The 7-footer was one of many former North Carolina players who was back on campus this past summer to play pickup with the current UNC team. One player in particular Haywood competed against was Brice Johnson, and during the interview, he was asked about the senior’s development leading up to this season. His response:
What impressed me the most was how he grew as a player and how he grew as a person. The one question I think Roy Williams always had for Brice was his effort. He wanted him to consistently give a high level of effort. You’ve seen in some of the interviews, he was like ‘I want you to have that same effort every night that Tyler Hansbrough kind of had for us.’ And now you’re seeing it. Now that he has that effort every night in and every night out, it’s a double-double every night. This guy has had over 20 double-doubles on the season. It’s been phenomenal. I’m so proud of his growth. I worked out with him and against him all summer. I knew he was going to do big things this year. I didn’t know it would be this big, but I’m very proud of Brice Johnson. I love what he’s done this year. It’s been a pleasure to watch him play, man.

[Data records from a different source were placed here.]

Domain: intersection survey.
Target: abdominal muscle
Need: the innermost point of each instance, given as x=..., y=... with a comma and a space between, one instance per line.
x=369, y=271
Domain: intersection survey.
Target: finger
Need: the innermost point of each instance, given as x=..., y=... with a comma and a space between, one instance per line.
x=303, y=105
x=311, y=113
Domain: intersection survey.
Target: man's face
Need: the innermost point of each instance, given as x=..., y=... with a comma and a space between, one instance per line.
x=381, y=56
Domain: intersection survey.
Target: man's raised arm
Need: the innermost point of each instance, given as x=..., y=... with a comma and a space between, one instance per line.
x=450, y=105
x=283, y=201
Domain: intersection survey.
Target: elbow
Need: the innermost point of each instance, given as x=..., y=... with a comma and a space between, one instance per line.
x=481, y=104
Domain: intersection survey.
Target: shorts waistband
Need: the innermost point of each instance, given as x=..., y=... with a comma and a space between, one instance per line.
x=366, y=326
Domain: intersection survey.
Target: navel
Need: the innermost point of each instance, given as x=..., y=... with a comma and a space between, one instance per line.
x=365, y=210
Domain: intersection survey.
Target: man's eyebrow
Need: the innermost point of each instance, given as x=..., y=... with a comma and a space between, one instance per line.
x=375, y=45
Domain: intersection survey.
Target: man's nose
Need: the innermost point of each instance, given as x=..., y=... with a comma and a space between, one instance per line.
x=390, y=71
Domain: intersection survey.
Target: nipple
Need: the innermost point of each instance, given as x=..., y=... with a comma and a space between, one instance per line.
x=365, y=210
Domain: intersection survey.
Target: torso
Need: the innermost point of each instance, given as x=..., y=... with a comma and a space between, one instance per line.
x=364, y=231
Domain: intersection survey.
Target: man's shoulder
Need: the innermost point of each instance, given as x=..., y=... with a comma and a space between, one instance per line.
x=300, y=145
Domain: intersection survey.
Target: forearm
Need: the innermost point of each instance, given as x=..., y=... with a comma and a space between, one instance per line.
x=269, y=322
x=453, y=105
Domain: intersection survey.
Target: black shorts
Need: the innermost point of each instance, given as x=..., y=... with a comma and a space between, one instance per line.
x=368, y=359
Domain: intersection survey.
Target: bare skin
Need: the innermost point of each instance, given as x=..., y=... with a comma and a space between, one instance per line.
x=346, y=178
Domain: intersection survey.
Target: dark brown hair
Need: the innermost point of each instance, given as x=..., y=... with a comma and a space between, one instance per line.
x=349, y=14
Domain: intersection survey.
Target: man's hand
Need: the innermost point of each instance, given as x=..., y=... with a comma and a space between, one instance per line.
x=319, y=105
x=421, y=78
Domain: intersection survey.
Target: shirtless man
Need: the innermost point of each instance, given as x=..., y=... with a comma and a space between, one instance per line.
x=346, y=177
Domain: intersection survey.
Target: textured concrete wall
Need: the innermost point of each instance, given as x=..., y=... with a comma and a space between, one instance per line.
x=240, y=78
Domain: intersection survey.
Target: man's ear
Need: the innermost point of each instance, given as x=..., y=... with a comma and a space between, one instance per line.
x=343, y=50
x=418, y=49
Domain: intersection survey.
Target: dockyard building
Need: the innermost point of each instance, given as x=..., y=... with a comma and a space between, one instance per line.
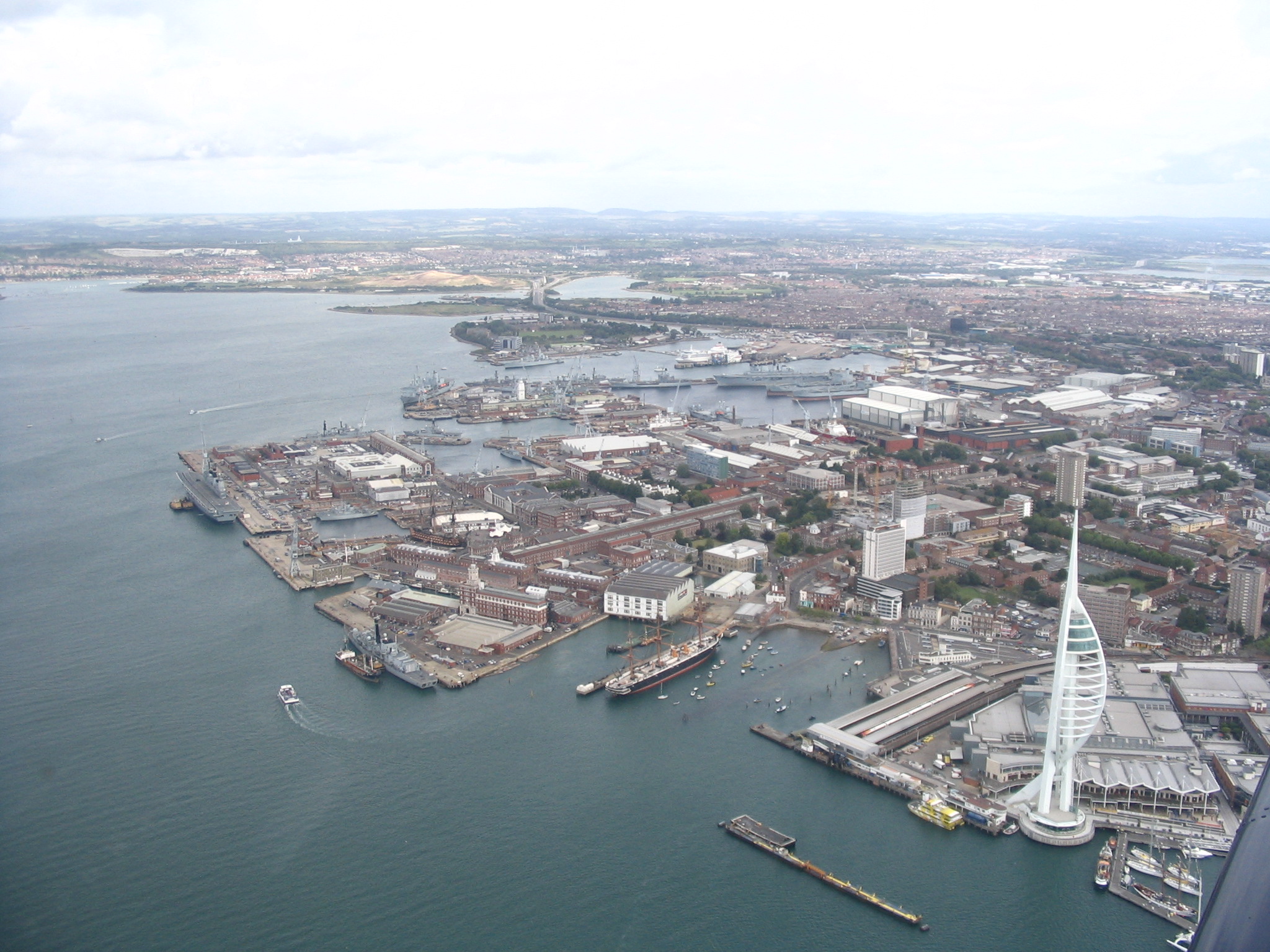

Haywood also shared his thoughts on Coach K’s exchange with Oregon forward Dillon Brooks after Duke’s Sweet 16 loss to the Ducks:
My main thing was that I just didn’t think Coach K handled it in the right fashion. I respect Coach K as a basketball coach. I even said on The Doug Gottlieb Show that I think Coach K is probably one of the best basketball coaches of all time. I talk about how he has totally changed his offensive set and his defensive philosophy and what a great job he’s done with this team, playing zone because they were so thin even though he hates to play zone.
I respect him to the utmost; I just didn’t think he handled that situation well. Every coach will tell you it’s an unwritten rule — “Don’t talk to my players.” He had a similar situation I think with Zabian Dowdell at Virginia Tech when they got upset a couple years ago where he was like, “You’re too good of a player to be doing this, that and the third.” Coach K gets 95-99 percent of the things right. Sometimes he gets those types of situations wrong, and that’s not your place. Your place isn’t to coach another player. If the other team’s coach wants to say, “Hey, son, we don’t act like that,” that’s on them.
I know Dean Smith sometimes would pull me to the side, even when he retired, I might get a dunk and be cutting up in the camera, and he’d say, “Hey, just remember, a lion never growls after the kill.” And that was his message to me, but it wasn’t for the other team’s coach to say it. It wasn’t for Coach K to say it to me. It was for Coach Smith. So I think Coach K just got a little out of sorts, and he was not in his place. He’s a great coach and does a lot of things well, but he was out of place. Especially when you look at what’s going on with Grayson Allen. I didn’t see him publicly criticize Grayson Allen about being too good for clipping people, and somebody can get hurt doing that. I was just like, hey, no matter how great you are, you always have to stay in your lane. A lot of Duke fans didn’t like it, but you know what? I don’t care. It is what it is.